MARTA’s 25th Year
Last night I was among a group of a group of MARTA citizen advocates known as Citizens for Progressive Transit to celebrate MARTA’s 25th year of rail service. We met at the Georgia State station and rode the train to Decatur where we learned why the organization was formed and why the issue of saving MARTA is so urgent.
Here are a few items I managed to copy down:
- MARTA is among the ten largest transit agencies in the United States. Among these ten agencies, MARTA is the only one that does not receive any sort of operating funds from the state.
- A recent study (anyone have a link?) showed that among comparable rail systems, the cost per passenger on MARTA is the lowest. That means that MARTA is among the most cost efficient of the transit agencies.
- Asphalt advocates claim that asphalt is cheaper than rail, but they’re only referring to the fixed cost. When you take the total cost into account — fixed plus variable — rail is the cheapest alternative because it services the largest number of passengers per operator.
- When MARTA was able to do so, they set up a rainy day fund, but that fund is currently running out. If nothing is done at the state level, there will be (not could be — will be) more service cutbacks at every level of operation within the next twelve months. These cutbacks may include eliminating weekend service, or even shutting down entirely.
Given the benefits to the local economy and mobility, this place ITP, the place we call our home, would suffer terrible consequences for allowing MARTA to shut down. We can all make sure we do our part to let the governor and our public servants on the state level know that such a scenario would be irresponsible and inexcusable.
July 4th, 2004 at 2:35 am
One of the great tragedies is that pols from both parties who live outside the region run against MARTA, rather than explaining to the citizens from all regions of the state how MARTA benefits them. No MARTA to the airport, To Lenox, To Perimeter, and to the Dome, then far less convention traffic.
If you take a third of the convention related revenue away from the state, lots of programs in rural Georgia suffer. It’s not just Atlantans who benefit from MARTA, it’s everyone.
July 7th, 2004 at 12:24 pm
Has anyone at MARTA looked into additional funding from the Federal government, say the EPA or Department of Transportation?
If Atlanta and GA as a state want to avoid being a enviromental disaster like L.A. We, the citizens and our elected politcal officials, need to get busy before it is to late. To prevent an unhealthy enviroment is less expensive than to try and clean up the mess. It is in the best interest of the entire population of the state to work togather to prevent loss of jobs and tourism that will result when the Georgia State Capital is a enviromental disaster. Who wants to visit or invest in business in a state that doesn’t even care about being unhealthy? Air and water pollution affect the entire state not just a city, maybe our legistative representives need to keep this fact in mind.
July 13th, 2004 at 12:53 pm
My guess is that the study you heard about comes from the Texas Transportation Institute, since that’s where I went for some comparative data on MARTA when I was researching a story in 2002. They’ve got some Atlanta data for their 2003 Urban Mobility Study.

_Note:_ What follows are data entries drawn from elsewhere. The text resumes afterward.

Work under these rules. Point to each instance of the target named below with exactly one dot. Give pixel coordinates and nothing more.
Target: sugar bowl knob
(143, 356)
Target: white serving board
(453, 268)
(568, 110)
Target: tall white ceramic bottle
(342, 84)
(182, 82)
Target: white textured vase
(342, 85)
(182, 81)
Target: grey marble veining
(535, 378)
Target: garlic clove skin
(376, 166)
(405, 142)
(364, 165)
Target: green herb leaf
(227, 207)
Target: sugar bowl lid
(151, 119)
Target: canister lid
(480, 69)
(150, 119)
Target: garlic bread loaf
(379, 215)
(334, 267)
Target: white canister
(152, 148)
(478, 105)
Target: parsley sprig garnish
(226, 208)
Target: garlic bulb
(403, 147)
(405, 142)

My other guess is that being the most efficient transit agency is something like being the least annoying Spice Girl. (Which is Sporty.)

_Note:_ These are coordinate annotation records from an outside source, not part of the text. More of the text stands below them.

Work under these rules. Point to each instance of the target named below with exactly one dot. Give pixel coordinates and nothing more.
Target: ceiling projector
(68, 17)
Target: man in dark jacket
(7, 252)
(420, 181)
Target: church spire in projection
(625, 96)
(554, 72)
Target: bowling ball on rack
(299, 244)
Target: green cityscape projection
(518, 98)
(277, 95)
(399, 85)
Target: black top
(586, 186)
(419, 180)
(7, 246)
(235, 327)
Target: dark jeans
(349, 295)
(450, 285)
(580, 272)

The “MARTA isn’t funded by the state” argument never cut all that much ice with me, even if economic growth in Atlanta benefits the state as a whole (which it does). New York would join Georgia in a heartbeat in that category, if Pataki et al. could figure out a way to do it.

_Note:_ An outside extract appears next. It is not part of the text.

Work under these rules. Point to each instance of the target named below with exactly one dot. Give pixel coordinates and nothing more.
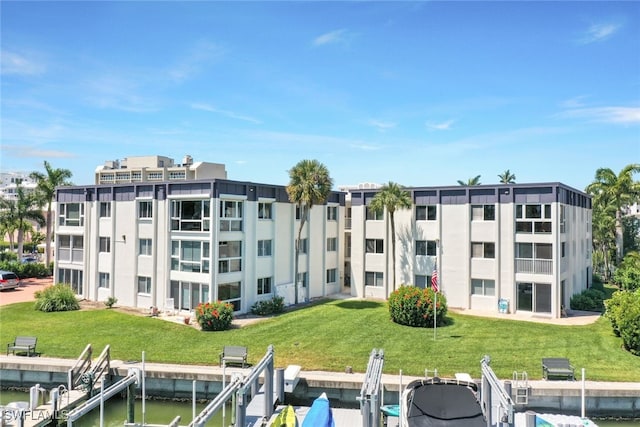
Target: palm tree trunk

One historical note — at this point in the NYC subway’s history (1929; the first subway ran in 1904) the system looked a great deal more like Atlanta’s current situation than it does like NYC’s, in that there were three competing transit agencies (IMD, IRT and BMT) competing with each other, not coordinating very well, and suffering from various degrees of egregious financial mismanagement. I believe the city didn’t control all three lines until sometime around World War II. And if Brooklyn and Queens had had the degree of independence from NYC government that Cobb, Gwinnett and Clayton Counties have had from the city of Atlanta, I doubt the connections between the boroughs would have been nearly as extensive as they are now. In other words, I suspect that a great deal of the reason why the NYC subway is so much bigger (in every sense) than MARTA is that the NYC government had a greater ability to bully than Atlanta’s has had. Whatever improvements happen to MARTA have to happen in the context of a much smaller amount of city power.
(I know more about the history of the NYC subway than I know about those of the Chicago El, the DC Metro, the Boston T, and BART/MUNI, which is why I’m not making those comparisons here; but certainly someone should.)